Indian name: Urad dal
Source: Partap Chauhan Jiva Newsletter
Ayurvedic Properties of Urad dal:
Quality: Unctuous and Heavy
Taste: Sweet
Potency: Warm
Post-digestive effect: Sweet
Medicinal Properties of Urad dal:
It is a very good aphrodisiac, increases reproductive fluid, gives strength to the body, increases lactation, and serves as an effective laxative. Most of the digested dal is converted into stool. So this dal is effective in purisha kshya, a state in which stool is not formed properly. It helps produce stools of good texture, volume, and weight that are soft, flexible and easy to pass.
Dosha Analysis:
It increases pitta and kapha dosha, while pacifies vata dosha. Since this dal is very difficult to digest, ginger, garlic and spices like asafetida are added to make it more digestible.
Ingredients:
One cup split urad dal (spilt black lentils, ivory in color, available in Indian groceries)
Four cups of water
A pinch of asafetida
A teaspoon of cumin seeds
Three cloves of garlic (chopped)
Half a teaspoonful of turmeric
A teaspoon of sea or rock salt (it may be according to taste)

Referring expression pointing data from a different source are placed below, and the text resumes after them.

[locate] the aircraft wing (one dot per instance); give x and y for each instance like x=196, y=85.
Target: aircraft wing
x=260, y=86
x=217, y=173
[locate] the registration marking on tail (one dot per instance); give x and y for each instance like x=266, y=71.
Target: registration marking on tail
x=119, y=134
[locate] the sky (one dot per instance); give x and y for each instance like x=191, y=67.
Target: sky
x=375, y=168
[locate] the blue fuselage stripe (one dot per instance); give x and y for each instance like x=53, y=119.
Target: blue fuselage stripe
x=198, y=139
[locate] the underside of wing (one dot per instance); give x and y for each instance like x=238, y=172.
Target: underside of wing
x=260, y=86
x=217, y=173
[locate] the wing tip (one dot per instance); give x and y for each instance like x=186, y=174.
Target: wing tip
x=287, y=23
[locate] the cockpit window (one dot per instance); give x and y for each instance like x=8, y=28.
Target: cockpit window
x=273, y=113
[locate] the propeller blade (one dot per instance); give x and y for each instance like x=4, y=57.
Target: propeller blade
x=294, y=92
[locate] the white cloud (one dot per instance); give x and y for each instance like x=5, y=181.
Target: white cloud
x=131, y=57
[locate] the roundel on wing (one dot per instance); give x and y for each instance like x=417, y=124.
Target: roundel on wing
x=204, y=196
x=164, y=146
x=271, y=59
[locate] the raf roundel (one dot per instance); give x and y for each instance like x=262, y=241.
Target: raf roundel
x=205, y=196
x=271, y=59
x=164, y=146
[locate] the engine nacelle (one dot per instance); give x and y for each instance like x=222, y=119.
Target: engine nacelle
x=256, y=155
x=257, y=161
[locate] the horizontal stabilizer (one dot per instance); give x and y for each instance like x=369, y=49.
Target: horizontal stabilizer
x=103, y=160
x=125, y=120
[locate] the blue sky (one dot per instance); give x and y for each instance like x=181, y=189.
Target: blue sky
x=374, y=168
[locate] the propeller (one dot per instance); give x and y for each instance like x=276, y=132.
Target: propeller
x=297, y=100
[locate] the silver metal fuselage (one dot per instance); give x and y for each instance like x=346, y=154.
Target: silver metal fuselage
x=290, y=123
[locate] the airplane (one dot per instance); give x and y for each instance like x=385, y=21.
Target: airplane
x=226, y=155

Two teaspoons of peeled and chopped fresh ginger
A small green chili (optional) (excessive pittaja person should avoid it)

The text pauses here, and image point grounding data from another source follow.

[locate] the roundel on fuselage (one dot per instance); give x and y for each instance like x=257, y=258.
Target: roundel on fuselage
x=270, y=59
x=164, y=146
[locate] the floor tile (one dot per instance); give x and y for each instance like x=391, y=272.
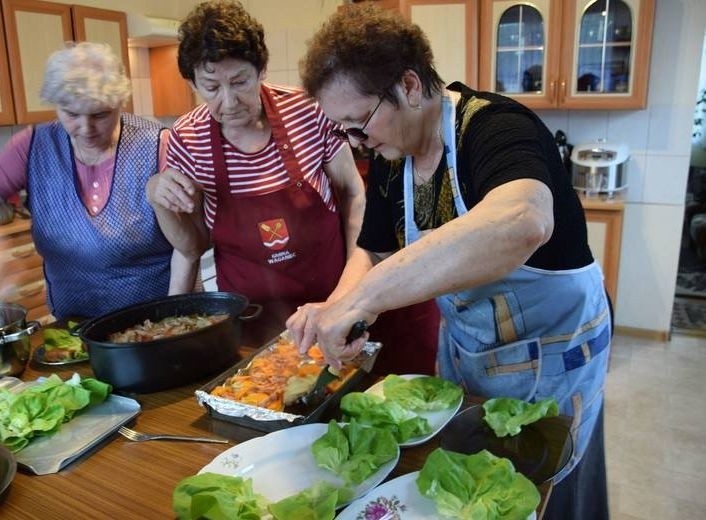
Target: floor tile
x=655, y=424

A teaspoon of mustard seeds
A teaspoon of powdered coriander powder
A medium sized onion (chopped well)
A teaspoon of ghee
Preparation:
Wash Urad dal well. Drain it with water and remove any unwanted foreign material and imperfect seeds if any.
Put dal, turmeric powder, sea or rock salt, and water in a pressure cooker (an airtight metal pot that uses steam under pressure at high temperature to cook food quickly).
Close the lid and boil for 10 to 15 minutes on moderate fire until dal becomes soft and turns golden, and before it becomes too dark.
Warm some ghee in a pan. Add some cumin seeds and mustard seeds for popping. Make sure these do not get black. Add a few onions and fry them till they turn golden brown.
Now add ginger, green chilies, garlic and tomatoes, and fry till tomatoes soften down.
Now add dry spices such as chili powder, coriander powder and fry the mixture again for a moment.
Add boiled dal and stir on medium flame. As soon as it starts boiling, remove from the gas.